Like everyone else, I don't think this latest deal solves anything. I don't think it even buys much time. Even if private sector bondholders and national parliaments agree to the deal, and default on March 20th is avoided, it will only be a temporary respite. We will play this game all over again - for much higher stakes - in a few months' time. And waiting in the wings are other countries in debt distress. How long till Portugal needs bailing out? Its economy is already going into the same death spiral as Greece's, and for the same reason - harsh and inappropriate austerity measures. And then there is Spain.....at which point the wheels come off. Spain is much too big to bail out.
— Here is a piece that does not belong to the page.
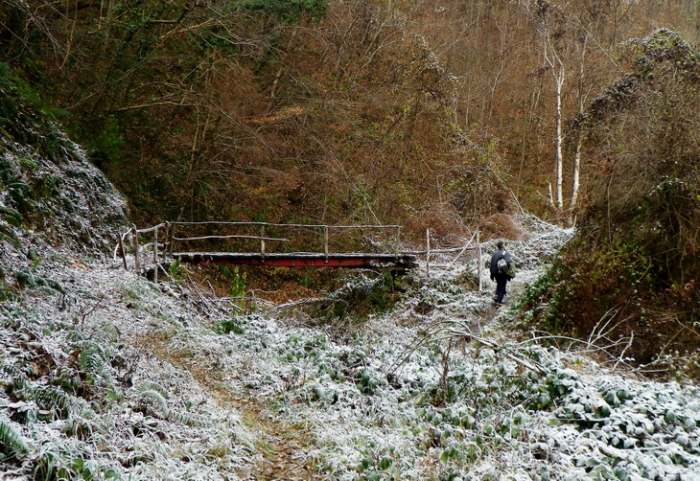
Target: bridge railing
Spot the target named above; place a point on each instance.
(164, 237)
The dawn agreement is a false dawn, and the darkest hour is still to come. There is no solution to this crisis which can preserve the Euro in its present form. For the sake of all the people of Europe, Greece should default and leave the Euro now, before the "debt service primacy" requirement prevents it from doing so. And other countries should reassert their national sovereignty and their right to self-determination. Yes, there will be pain, and chaos, and huge cost. But surely it is worth it to preserve peace and democracy in Europe?
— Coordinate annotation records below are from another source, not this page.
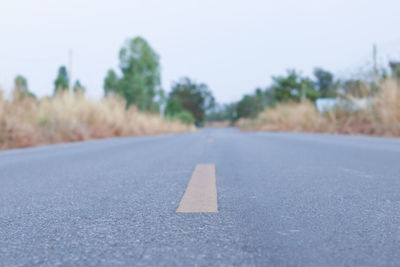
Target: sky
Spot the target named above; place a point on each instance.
(233, 46)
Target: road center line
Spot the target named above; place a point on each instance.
(201, 192)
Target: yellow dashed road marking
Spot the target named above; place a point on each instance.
(201, 192)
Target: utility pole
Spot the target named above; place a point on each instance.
(303, 93)
(70, 70)
(374, 56)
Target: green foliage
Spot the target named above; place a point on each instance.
(225, 112)
(184, 116)
(21, 87)
(293, 87)
(195, 98)
(140, 80)
(78, 87)
(324, 83)
(111, 83)
(174, 107)
(62, 81)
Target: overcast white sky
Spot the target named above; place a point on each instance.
(233, 46)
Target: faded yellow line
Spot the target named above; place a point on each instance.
(201, 192)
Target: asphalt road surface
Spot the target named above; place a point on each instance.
(283, 200)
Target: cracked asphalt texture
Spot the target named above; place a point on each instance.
(284, 200)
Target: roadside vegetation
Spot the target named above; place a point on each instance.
(368, 105)
(134, 104)
(68, 117)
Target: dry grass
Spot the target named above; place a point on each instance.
(67, 117)
(381, 117)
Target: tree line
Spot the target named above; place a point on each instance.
(294, 87)
(139, 83)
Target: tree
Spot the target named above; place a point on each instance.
(111, 83)
(250, 105)
(195, 98)
(62, 81)
(324, 83)
(21, 88)
(292, 87)
(173, 107)
(140, 67)
(78, 87)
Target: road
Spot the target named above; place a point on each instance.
(283, 200)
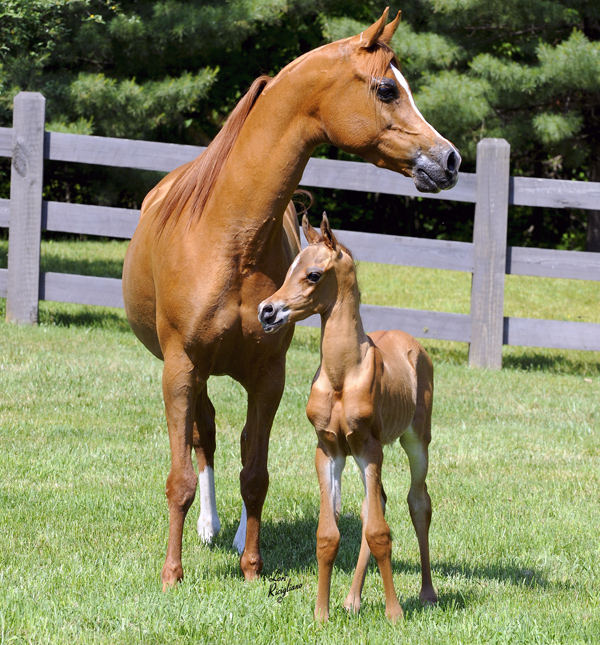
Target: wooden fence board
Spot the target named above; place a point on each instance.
(489, 239)
(559, 334)
(5, 142)
(3, 282)
(361, 176)
(121, 153)
(4, 213)
(409, 251)
(419, 323)
(81, 289)
(554, 193)
(26, 185)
  1. You echo my fears with an uncanny accuracy. Thanks for an excellent article.

  2. This deal structure works so well for the EU's politicians!

    95% of what they are proposing to do is bailing out their own banks, to prevent embarrassment back home. Structuring it this way, they even get to source some of that cash from the IMF, which they would never have been able to justify otherwise. If anybody else now torpedoes the deal, or it falls apart under the weight of its own absurdity, they also get to blame the Greeks, or the hedge funds, or somebody else, and then they still get to keep the justification for bailing out their banks.

    Plus, we all know this will now just drag on, as the Greeks will have to come back 'cap in hand' again before long. So once again Merkel and Sarkozy will be able to pose as heroes, above the fray of local politics in Germany and France, and now they have the threat of similar treatment they can hold over the peripheral EU economies, pressuring them to vote on EU matters exactly the way they want.

    Really, from the their point of view, what's not to like?

    1. As I said in the post, I don't see how losses of 75% of Greek bondholdings NPV can in any way be regarded as a bailout. Eurozone commercial banks will take those losses just as much as hedge funds. The only banks that are not taking losses are central banks.

      This deal doesn't really suit anyone. It is born out of fear - fear that default and disintegration of the Euro would be worse. It is deeply unpopular not just in Greece but in the Northern economies, too, where politicians are having a hard time convincing their electorates that Greece should be bailed out at all.

      There is nothing to like, really, not even for Eurozone politicians.

  3. I think that if the Collective-Action Clause goes through, ISDA will declare a default, if only to stop everyone laughing at them.

    1. I wouldn't be too sure. They will be leaned on hard by European politicians, and quite possibly by American banks, too (who are probably most exposed to a credit event).

  4. Hi Francis

    I thought I would comment on one of my favourite topics the state of the ECB's balance sheet. In its fantasy world it has just exchanged its bonds for new ones valued at par or 100. So who pays?

    Meanwhile in the real world it has paid circa 80 for bonds which are worth 20. In my old line of work you used to get sacked for doing that!

    1. In the end EU taxpayers are on the hook if the ECB needs more capital. The bond swap at par or 100 is to protect itself from losses arising from CACs, so completely divorced from the real world anyway. And the LTRO is the largest sticking-plaster in the world, disguising as it does the mammoth credit crunch going on in the Eurozone. It's all various flavours of Eurofudge, designed to get round the restrictions in the Lisbon treaty and keep the ship afloat for a bit longer. When will they realise that tar and oakum can't stop a ship sinking when it's been holed below the water line?